Helped by nearly $6 million in added revenue driven by increased ridership, Caltrain announced at yesterday’s board meeting that the 2014 operating forecast was uneventful, with no planned service cuts. However, the budget continues to be balanced with temporary sources, which go away after this year, so 2015 looks risky again.
In recent years, SamTrans has cut its contribution due to financial problems, the other 2 county agencies have cut to match, and much of the remaineder has been made up by VTA and Muni paying SamTrans back from its 1990s purchase of the right of way. That loan will be paid back after this year. Even though Caltrain brings in about 60% of its revenue from riders, it gets 40% of its funding from public sources, the majority of which comes from the 3 counties. If the counties don’t start picking up the tab again, Caltrain is left with a $20 million dollar hole in its budget.
On the bright side, the San Mateo County Supervisors are considering using some revenue from a sales tax approved by voters last November to support SamTrans. This could enable SamTrans to meet its commitment to Caltrain, which would enable Caltrain’s operating funding to continue to support current service. Supporting SamTrans was one of the top recommendations according to a recent online forum. The Supervisors will hold a hearing about the proposed transportation investments on July 9. We will post again before that meeting.

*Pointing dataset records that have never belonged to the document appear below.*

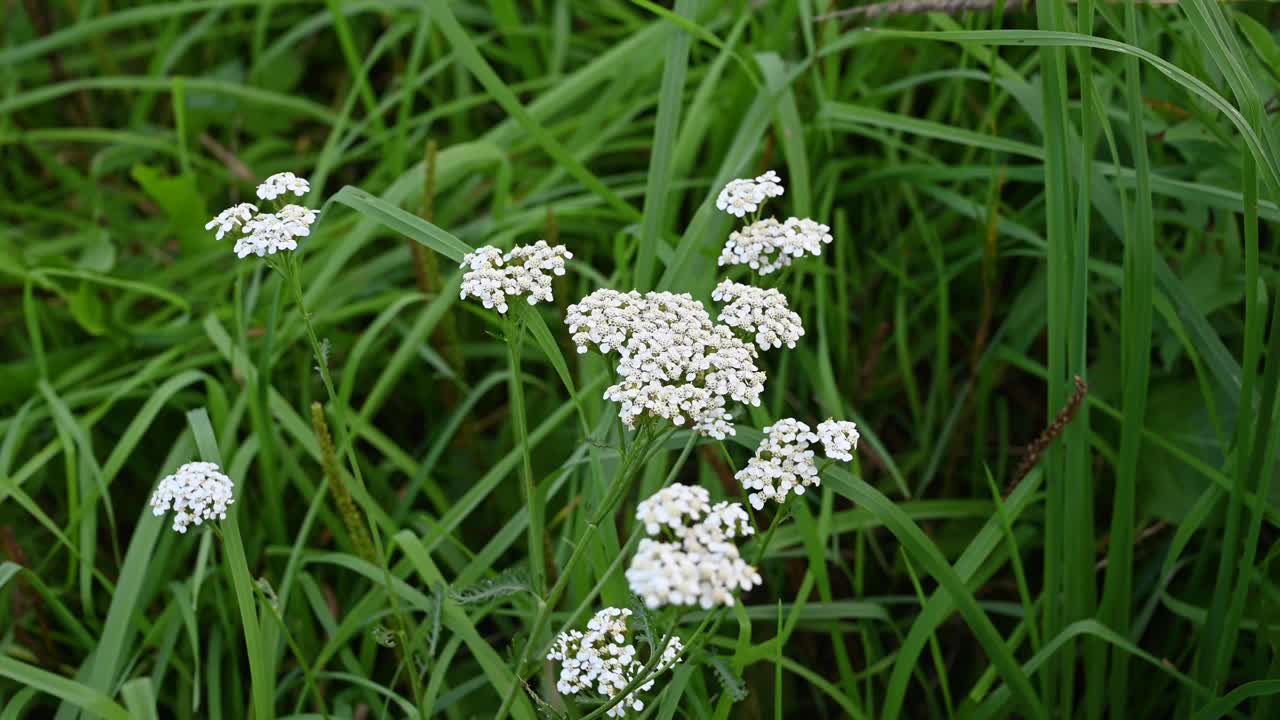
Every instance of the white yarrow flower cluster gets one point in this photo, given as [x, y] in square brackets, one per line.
[232, 218]
[268, 233]
[602, 660]
[698, 563]
[195, 492]
[675, 363]
[283, 183]
[760, 311]
[494, 276]
[784, 463]
[839, 438]
[746, 195]
[768, 245]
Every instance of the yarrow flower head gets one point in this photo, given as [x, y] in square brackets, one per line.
[603, 660]
[232, 218]
[268, 233]
[746, 195]
[760, 311]
[195, 492]
[283, 183]
[695, 560]
[782, 464]
[839, 438]
[525, 269]
[675, 363]
[768, 245]
[784, 461]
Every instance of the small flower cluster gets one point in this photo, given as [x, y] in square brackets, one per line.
[195, 492]
[675, 363]
[526, 269]
[603, 660]
[760, 311]
[743, 196]
[268, 233]
[699, 563]
[784, 461]
[768, 245]
[839, 438]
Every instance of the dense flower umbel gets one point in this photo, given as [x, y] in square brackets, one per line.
[782, 464]
[283, 183]
[839, 438]
[268, 233]
[232, 218]
[768, 245]
[525, 269]
[760, 311]
[700, 564]
[743, 196]
[603, 660]
[195, 492]
[675, 363]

Caltrain is planning to increase the cost of parking at a stations from $4 to $5 daily. According to Caltrain’s last study in 2008, only 27% of Caltrain riders drive and park at the station, so this is affects a minority of riders. Compared to the cost of parking all day in some city parking facilities, the Caltrain lot is still a bargain (it costs $16 to park all day in Palo Alto, and $10 in Menlo Park).
While the 2014 operating budget is uneventful, there is a risk to this year’s capital budget, particularly train car maintenance. SamTrans is the main source of risk in the operating budget, San Francisco/Muni is the source of risk in the capital budget. Caltrain is asking $4.8 million from each partner for capital projects. To meet its contribution level, San Francisco would need to advance money from its Measure K funds. If this doesn’t happen, Caltrain will continue to skimp on train car maintenance. Reduced maintenance of aging train sets has been contributing to Caltrain’s recent reliability issues caused by mechanical breakdowns.

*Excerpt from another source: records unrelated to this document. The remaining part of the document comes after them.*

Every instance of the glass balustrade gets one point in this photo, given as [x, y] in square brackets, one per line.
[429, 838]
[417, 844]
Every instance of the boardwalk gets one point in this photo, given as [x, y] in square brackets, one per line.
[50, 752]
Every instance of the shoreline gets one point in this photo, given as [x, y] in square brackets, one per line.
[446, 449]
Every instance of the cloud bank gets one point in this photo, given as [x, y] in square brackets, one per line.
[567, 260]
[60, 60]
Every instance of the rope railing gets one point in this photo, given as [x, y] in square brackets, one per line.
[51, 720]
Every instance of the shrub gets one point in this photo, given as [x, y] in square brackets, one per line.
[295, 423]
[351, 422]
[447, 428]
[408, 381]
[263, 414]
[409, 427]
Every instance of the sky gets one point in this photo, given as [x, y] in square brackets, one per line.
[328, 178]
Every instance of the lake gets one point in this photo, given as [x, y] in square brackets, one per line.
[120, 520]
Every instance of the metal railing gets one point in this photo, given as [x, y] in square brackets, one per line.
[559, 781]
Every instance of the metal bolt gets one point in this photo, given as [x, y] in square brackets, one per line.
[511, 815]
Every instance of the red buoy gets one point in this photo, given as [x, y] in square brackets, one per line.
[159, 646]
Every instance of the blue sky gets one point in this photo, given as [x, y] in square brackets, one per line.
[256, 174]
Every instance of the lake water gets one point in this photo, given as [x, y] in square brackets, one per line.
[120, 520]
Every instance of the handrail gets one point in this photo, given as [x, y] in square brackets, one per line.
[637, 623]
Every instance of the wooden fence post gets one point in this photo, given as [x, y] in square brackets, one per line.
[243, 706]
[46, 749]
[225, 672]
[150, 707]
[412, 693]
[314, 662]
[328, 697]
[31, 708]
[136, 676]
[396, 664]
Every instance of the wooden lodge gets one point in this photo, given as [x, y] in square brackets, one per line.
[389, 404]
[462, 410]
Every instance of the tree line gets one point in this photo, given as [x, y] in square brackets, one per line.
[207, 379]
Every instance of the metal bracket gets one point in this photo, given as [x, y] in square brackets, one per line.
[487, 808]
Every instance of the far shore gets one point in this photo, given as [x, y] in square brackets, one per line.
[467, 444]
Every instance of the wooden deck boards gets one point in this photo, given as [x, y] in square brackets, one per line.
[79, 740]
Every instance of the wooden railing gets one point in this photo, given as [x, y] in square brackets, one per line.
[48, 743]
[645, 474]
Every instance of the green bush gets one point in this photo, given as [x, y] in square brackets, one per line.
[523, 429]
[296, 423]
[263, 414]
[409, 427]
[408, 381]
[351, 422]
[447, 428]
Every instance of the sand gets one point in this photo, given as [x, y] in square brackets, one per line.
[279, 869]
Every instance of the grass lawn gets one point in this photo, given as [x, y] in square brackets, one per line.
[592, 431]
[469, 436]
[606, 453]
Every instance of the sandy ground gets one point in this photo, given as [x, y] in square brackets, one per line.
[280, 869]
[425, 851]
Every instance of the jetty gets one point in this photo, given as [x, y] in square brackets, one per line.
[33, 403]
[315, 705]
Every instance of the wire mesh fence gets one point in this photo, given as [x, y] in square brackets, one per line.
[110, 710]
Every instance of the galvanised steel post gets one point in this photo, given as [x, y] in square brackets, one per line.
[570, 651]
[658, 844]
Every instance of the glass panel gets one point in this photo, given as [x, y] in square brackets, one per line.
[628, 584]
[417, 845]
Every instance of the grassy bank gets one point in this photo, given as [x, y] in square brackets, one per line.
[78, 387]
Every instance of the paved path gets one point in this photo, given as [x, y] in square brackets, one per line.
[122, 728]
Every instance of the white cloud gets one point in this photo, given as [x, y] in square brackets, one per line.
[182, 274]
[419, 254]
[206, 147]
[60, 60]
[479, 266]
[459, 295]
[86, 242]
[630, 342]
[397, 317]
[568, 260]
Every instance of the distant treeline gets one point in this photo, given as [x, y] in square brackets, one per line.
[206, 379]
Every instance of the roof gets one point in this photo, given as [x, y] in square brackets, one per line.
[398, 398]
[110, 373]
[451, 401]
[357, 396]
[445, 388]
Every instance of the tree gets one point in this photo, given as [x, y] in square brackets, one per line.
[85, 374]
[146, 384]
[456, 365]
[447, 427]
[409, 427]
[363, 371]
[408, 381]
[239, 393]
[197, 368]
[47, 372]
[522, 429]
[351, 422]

San Francisco is currently studying a range of measures to keep up its contributions to Caltrain. Ridership in San Francisco went up 11% last year in proportion to overall ridership increase. Caltrain is an integral piece of transportation system serving SOMA, Mission Bay, the Giants and soon the Warriors, and reliance on Caltrain will increase as there is more development in the surrounding area. Watch for public meetings on San Francisco’s plans to support Caltrain in the next few months.
Is year by year nail-biting a good way to fund the transit backbone for San Francisco and Silicon Valley? Obviously not. Even if SamTrans’ financial crisis is alleviated and San Francisco gains additional funding, the system is fundamentally unstable. Caltrain still needs stable funding.